Cytat: na_pogorzu_lajkonik w 23 Mar 2024, 19:31oczywiście rzeczy do spania czyste, w nich nie jeżdżęZawsze? Bo na krótkie 1-2 noclegowe wyjazdy to nie robi większej różnicy.
oczywiście rzeczy do spania czyste, w nich nie jeżdżę
Rano (po wyjściu ze śpiwora) na zewnętrznym materiale zrobiła mi się taka cieniutka warstewka lodu. Całe szczęście, że następnego dnia było trochę słońca i wiatru, i była tylko jeszcze jedna nocka do spania W takiej sytuacji jak opisujesz, to ja widzę tylko opcję jakiegoś schroniska, hotelu itp. gdzie można byłoby dosuszyć śpiwór.
A to mi zabiłeś ćwieka Jak do tej pory dość często zdarza mi się pakować wilgotny (szczególnie w nogach) śpiwór, i dosuszać go w okolicach południa i mocniejszego słońca.
jak już spakujesz mokry śpiwór, to się puch zbije i suszenie wiele nie wniesie. To trzeba przesuszyć przed spakowaniem. Tu dużo zależy jakim namiotem dysponujesz. Jak można wygodnie rozpalić gaz, to można to dosuszyć, ale leci i czas i gaz, to mam na myśli pisząc o ograniczeniu mobilności.
Życzę powodzenia z takim suszeniem. Jeżeli wilgoć wejdzie w puch to takimi metodami nic nie osiągniemy. Osuszymy materiał zewnętrzny i tyle. Trzeba się z tym pogodzić a suszenie zawilgoconego puchu wymaga wiele czasu. W czasie wycieczki ja na to nie zwracam uwagi. Długo suszę śpiwór w domu po powrocie.
Jak Ci się zbije puch, to miesiąc suszenia w domu go nie rozbije. Trzeba wtedy wyprać śpiwór i rozbić w suszeniu.

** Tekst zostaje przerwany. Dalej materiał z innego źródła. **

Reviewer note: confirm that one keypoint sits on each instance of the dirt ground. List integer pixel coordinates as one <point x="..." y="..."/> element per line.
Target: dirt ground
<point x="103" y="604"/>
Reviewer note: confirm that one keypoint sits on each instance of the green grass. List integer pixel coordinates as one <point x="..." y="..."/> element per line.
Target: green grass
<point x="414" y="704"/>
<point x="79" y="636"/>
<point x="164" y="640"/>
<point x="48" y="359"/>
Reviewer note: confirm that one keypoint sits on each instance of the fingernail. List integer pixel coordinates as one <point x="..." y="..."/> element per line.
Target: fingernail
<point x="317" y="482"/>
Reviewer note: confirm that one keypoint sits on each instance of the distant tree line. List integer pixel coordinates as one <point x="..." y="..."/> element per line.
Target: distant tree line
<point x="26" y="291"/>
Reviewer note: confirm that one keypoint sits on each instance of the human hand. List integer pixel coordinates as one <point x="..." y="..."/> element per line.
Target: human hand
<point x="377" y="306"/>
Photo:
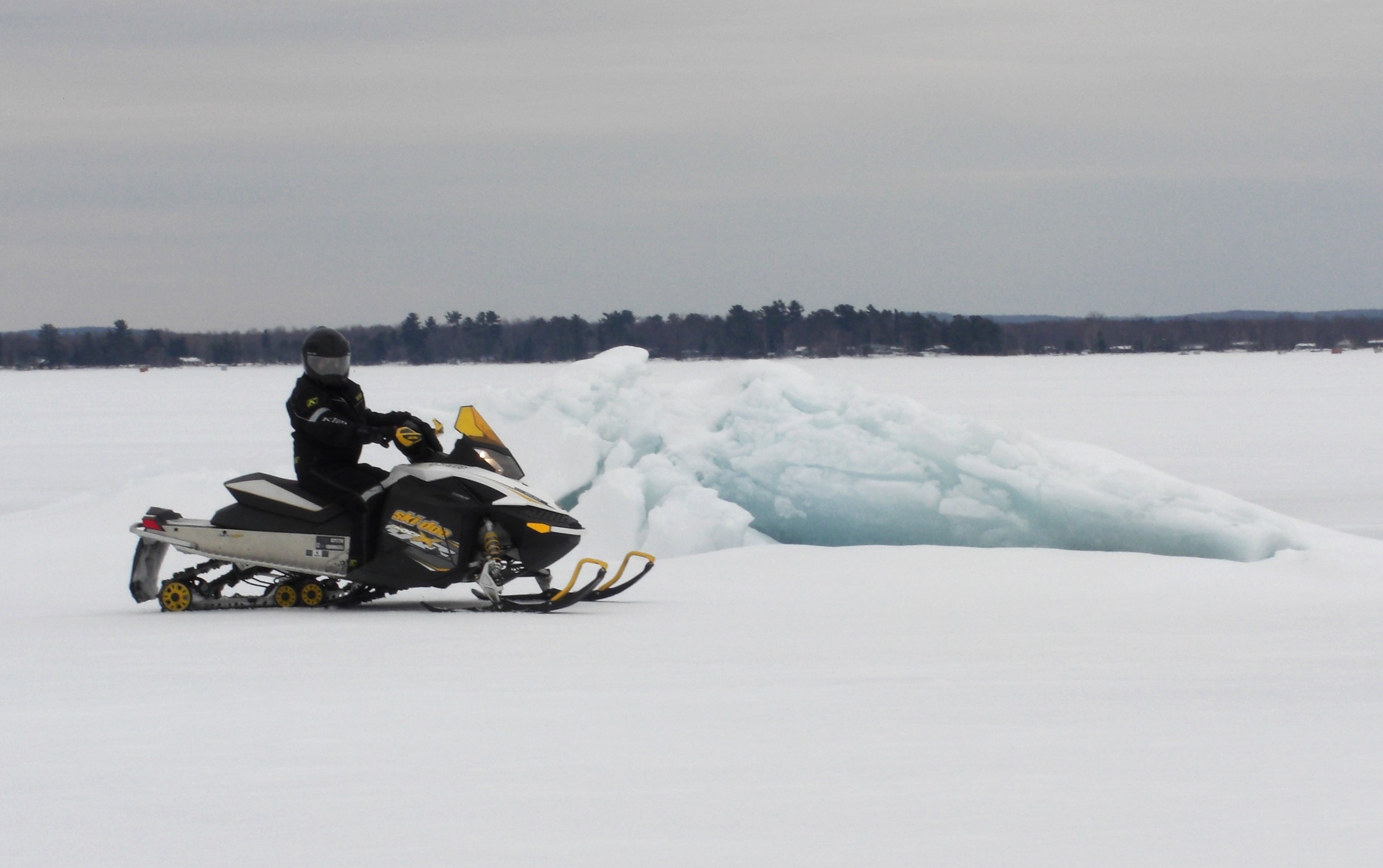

A moje doświadczenie mówi mi, że jesteś kolejnym postującym któremu nie chce się czytać. Na ngt.pl wlepiłeś identycznego posta, gdzie dostałeś słuszną zjebkę że wcale nie śledzisz tematu. Bo gdybyś przeczytał wątek na tamtym forum, to nie miałbyś takich pytań.
Macie jakieś doświadczenie w tym temacie?
Na GSB bez hamaka, opcji pod chmurką nie biorę w ogóle pod uwagę. Jesli już to wiaty naprzemiennie z kwaterami/schroniskami.